Outages can be predicted if the 9 different Micro-Metrics of the application stack can be monitored. In this post, let’s discuss one single Micro-Metric in this post to give you a flavor. It is “GC Behavior”.

Garbage Collection heavily influences the application’s performance, studying the Garbage Collection behavior will facilitate you to forecast the memory related bottlenecks.

Fig: Garbage Collection Behavior of a Healthy Application

The above graph shows the GC behavior of a healthy application. You can see a beautiful saw-tooth GC pattern. You can notice that when the heap usage reaches ~5.8GB, ‘Full GC’ event (red triangle) gets triggered. When the ‘Full GC’ event runs, memory utilization drops all the way to the bottom i.e., ~200MB. Please see the dotted black line in the graph which connects all the bottom points. You can notice this dotted black line is going at 0°. It indicates that the application is in a healthy state & not suffering from any sort of memory problems.

Fig: Application Suffering from Acute Memory Leak in Performance Lab

Above is the garbage collection behavior of an application that is suffering from an acute memory leak. When an application suffers from this pattern, heap usage will climb up slowly, eventually resulting in OutOfMemoryException.

In the above figure, you can notice that ‘Full GC’ (red triangle) event gets triggered when heap usage reaches around ~8GB. In the graph, you can also observe that amount of heap that full GC events could recover starts to decline over a period, i.e.

a. When the first Full GC event ran, heap usage dropped to 3.9GB

b. When the second Full GC event ran, heap usage dropped only to 4.5GB

c. When the third Full GC event ran, heap usage dropped only to 5GB

d. When the final full GC event ran heap usage dropped only to 6.5GB

Please see the dotted black line in the graph, which connects all the bottom points. You can notice that black line is going at 15°. This indicates that this application is suffering from an acute memory leak. If this application runs for a prolonged period, it will experience OutOfMemoryException. However, in our performance labs, we don’t run the application for a long period.

When this application is released into production, you will see the following behavior:

Fig: Application Suffering from OutOfMemoryException in Production

In the above graph, towards the right side, you can notice that Full GC events are continuously running, however memory size doesn’t drop.
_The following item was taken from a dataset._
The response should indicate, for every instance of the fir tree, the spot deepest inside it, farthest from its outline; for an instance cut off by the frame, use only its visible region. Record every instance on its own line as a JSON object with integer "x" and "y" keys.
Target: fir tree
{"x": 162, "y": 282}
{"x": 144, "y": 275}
It’s a clear indication that application is suffering from memory leak. When this pattern happens, already customers would have been impacted and it’s too late to catch the problem.

yCrash: The Deterministic Root Cause Analysis

yCrash cleverly leverages these 9 micro-metrics to forecast the outages in .NET applications. If outages are detected, it captures 16 earlier mentioned artifacts to identify the root cause of the production problem. Here is the workflow of the yCrash’s wholistic troubleshooting solution:

1) Capture Micro-Metrics: Unlike other monitoring tool agents, yCrash agent runs in a ‘non-intrusive mode’ (i.e. it runs outside the .NET runtime). Every 3 minutes (by default) it captures following artifacts from your application (which are the source for micro-metrics):

Application Log
Thread snapshot + top -H
Garbage Collection Diagnostics

2) Transmit to yCrash Server: yCrash agent transmits the Micro-Metrics captured in step #1 to yCrash Server for analysis in a secure https protocol.
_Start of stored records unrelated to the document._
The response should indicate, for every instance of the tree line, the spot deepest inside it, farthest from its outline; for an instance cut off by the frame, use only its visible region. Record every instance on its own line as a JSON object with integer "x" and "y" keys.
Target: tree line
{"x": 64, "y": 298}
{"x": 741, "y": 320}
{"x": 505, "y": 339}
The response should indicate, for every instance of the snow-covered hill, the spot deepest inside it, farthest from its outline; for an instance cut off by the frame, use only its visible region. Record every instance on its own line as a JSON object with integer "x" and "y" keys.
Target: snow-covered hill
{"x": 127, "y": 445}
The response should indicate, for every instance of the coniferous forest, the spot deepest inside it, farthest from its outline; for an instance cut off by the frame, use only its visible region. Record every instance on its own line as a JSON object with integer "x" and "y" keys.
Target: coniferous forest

3) ML algorithms & Pattern recognition: yCrash Server employs advanced Machine Learning algorithms and pattern recognition technologies to analyze Micro-Metrics comprehensively. This analysis aims to detect potential issues or anomalies brewing within the application.
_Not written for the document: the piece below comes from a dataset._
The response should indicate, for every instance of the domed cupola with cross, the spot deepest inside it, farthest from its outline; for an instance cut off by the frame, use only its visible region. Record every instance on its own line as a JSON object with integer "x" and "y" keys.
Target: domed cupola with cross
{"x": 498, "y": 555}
4) Proactive Forecasting: If problems are forecasted based on the analysis, the yCrash Server instructs the agent to capture 360° troubleshooting artifacts that are essential to identify the root cause of the problem. Subsequently, these data are meticulously analyzed and reported as detailed incident reports in the yCrash dashboard.

Conclusion

Hopefully the techniques that yCrash employs, i.e. Micro-Metrics Monitoring to forecast the outage and the 360° artifacts that it captures to analyze the root cause will help your organization to resolve the .NET production problems effectively.